Are you planning on eventually adopting your foster dog?

Some foster parents don’t start out with the intention of adopting their foster dog. But, the more time they spend with them, the more attached they grow and find it impossible to part.

Also known as a “foster fail”, adopting your foster dog is very common – especially with long term fosters. It’s hard not to become attached to your foster after spending so much time with them. Many foster programs allow you to adopt your foster, but some do not.

For example, the short-term foster groups have a strict “no adoption” policy. The dogs they are transporting are already promised to certain rescue groups. Many of these rescue groups advertise the dogs before they even arrive! While it is very easy to become attached to a short-term foster, there is often an agreement in place which states you cannot adopt them.

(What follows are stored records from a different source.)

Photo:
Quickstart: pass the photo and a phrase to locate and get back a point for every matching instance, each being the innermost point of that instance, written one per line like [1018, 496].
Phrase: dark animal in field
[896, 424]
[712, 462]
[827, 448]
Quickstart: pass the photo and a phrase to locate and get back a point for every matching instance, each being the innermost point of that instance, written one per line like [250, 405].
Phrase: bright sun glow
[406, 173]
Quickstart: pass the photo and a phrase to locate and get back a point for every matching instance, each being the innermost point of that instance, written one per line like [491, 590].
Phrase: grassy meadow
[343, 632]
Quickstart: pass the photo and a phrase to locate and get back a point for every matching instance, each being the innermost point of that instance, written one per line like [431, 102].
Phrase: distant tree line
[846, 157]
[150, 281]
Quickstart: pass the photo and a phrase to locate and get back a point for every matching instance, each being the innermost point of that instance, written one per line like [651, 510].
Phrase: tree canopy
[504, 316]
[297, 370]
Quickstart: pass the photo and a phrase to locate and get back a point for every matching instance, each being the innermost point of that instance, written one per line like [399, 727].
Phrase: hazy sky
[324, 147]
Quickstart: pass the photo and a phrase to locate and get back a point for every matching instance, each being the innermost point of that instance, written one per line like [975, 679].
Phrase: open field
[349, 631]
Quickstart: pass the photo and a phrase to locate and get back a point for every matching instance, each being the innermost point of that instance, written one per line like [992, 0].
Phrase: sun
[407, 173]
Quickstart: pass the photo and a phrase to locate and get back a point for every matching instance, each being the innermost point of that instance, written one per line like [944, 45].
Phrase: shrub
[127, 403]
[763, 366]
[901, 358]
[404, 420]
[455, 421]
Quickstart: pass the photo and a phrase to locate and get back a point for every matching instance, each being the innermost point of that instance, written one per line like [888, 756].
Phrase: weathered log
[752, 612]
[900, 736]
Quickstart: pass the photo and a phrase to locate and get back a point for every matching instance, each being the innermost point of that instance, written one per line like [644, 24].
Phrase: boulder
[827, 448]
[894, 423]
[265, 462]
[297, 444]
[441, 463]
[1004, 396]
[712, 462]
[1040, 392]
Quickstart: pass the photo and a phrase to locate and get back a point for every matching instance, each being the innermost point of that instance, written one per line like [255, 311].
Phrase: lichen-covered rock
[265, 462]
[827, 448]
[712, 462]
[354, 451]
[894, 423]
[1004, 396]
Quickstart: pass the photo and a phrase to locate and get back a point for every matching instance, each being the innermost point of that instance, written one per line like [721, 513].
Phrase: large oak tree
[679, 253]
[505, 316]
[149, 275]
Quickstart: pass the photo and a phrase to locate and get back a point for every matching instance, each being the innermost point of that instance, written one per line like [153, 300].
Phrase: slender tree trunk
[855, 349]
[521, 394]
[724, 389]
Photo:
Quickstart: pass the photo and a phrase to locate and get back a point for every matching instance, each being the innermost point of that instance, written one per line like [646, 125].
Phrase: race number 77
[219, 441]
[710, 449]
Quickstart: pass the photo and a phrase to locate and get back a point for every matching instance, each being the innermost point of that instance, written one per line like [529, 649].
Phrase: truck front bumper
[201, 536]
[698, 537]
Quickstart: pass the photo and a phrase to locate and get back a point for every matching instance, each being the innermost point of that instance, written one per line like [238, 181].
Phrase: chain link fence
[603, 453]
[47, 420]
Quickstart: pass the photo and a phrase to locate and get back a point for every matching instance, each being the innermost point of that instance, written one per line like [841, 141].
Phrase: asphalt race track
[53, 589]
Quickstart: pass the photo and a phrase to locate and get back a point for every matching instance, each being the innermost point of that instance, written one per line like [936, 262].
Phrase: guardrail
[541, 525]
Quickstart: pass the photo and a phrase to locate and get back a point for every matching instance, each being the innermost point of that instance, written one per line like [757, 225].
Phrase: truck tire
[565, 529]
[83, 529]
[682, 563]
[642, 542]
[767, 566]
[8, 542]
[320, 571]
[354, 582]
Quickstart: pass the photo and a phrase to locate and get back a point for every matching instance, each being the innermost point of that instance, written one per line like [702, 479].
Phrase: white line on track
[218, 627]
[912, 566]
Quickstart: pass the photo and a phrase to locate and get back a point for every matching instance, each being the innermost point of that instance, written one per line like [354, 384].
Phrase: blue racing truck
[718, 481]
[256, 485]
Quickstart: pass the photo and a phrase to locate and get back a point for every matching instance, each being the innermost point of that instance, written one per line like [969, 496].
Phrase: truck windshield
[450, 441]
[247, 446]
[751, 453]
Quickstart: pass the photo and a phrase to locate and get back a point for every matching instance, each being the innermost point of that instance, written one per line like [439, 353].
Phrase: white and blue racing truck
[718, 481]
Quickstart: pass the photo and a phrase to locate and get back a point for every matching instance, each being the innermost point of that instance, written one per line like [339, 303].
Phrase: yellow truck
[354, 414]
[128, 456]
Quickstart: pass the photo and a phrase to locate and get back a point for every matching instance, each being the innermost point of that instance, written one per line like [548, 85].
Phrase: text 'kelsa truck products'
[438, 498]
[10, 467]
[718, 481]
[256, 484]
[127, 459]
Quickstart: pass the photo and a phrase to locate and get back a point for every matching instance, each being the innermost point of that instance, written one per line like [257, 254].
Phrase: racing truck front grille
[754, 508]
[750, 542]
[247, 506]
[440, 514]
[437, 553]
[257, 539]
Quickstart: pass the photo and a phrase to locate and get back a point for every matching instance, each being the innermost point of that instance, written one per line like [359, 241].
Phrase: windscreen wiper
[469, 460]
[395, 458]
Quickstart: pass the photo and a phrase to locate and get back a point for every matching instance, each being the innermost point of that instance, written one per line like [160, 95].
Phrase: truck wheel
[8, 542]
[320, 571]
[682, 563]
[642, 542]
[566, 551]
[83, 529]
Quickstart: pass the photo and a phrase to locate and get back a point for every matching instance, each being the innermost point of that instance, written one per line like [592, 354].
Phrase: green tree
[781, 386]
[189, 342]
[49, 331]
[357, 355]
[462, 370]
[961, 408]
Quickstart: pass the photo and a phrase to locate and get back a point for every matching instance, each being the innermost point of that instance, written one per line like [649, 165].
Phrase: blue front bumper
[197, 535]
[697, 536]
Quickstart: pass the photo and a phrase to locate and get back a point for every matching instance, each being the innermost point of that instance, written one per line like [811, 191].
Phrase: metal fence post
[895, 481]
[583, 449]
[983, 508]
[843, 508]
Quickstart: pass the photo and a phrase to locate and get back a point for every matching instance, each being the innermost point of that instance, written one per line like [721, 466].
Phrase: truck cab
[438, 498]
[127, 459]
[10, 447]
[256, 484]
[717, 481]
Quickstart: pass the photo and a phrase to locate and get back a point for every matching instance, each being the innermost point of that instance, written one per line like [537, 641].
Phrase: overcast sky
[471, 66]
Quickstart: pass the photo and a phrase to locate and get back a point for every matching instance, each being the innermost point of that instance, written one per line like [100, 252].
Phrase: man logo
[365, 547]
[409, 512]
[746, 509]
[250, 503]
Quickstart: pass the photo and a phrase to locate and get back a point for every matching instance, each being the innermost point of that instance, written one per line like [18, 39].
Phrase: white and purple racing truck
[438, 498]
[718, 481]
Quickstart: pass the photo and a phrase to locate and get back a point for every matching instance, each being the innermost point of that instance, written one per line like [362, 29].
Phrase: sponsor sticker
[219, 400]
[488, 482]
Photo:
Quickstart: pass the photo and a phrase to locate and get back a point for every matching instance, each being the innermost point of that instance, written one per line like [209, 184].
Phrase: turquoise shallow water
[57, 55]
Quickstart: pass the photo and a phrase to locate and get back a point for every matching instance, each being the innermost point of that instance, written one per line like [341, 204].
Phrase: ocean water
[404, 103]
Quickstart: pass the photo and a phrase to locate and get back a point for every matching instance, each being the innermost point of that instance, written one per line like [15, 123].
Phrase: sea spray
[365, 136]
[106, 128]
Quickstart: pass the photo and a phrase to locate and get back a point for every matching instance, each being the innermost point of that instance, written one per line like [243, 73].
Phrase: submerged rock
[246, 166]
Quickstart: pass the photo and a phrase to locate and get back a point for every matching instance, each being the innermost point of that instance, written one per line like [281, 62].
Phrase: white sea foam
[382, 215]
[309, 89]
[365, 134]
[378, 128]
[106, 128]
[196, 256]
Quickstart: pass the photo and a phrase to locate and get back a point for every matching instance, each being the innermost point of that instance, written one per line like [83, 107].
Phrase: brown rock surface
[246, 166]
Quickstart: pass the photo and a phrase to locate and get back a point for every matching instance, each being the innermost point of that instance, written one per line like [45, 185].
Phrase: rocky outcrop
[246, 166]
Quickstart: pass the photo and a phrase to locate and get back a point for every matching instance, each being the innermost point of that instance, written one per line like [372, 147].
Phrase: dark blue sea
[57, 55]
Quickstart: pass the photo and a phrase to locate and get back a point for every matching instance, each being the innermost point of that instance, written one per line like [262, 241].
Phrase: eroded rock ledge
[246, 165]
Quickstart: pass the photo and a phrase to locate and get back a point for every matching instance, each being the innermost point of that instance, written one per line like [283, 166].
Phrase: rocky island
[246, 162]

Will you be able to return your foster back if you are not adopting them?

Possibly the hardest part of fostering is having to bring them back! If you absolutely cannot adopt your foster, you will have to return them to the shelter or bring them to their forever home. Having to return a dog that you have become attached to is very emotional. Will you be prepared for that? The more times you foster, the easier it (might) get, but it will still be difficult to give them up. Just keep reminding yourself that you made a tremendous difference in your foster dog’s life and they wouldn’t be where they are today without you!

If you are unable to adopt a dog from a shelter but still want to help in some way, consider fostering. Becoming a dog foster parent can mean the difference between life and death for a shelter dog. A dog that is scheduled to be euthanized can be saved by a foster. A dog that is sick can be saved by a foster.

Any shelter dog can be saved by a foster.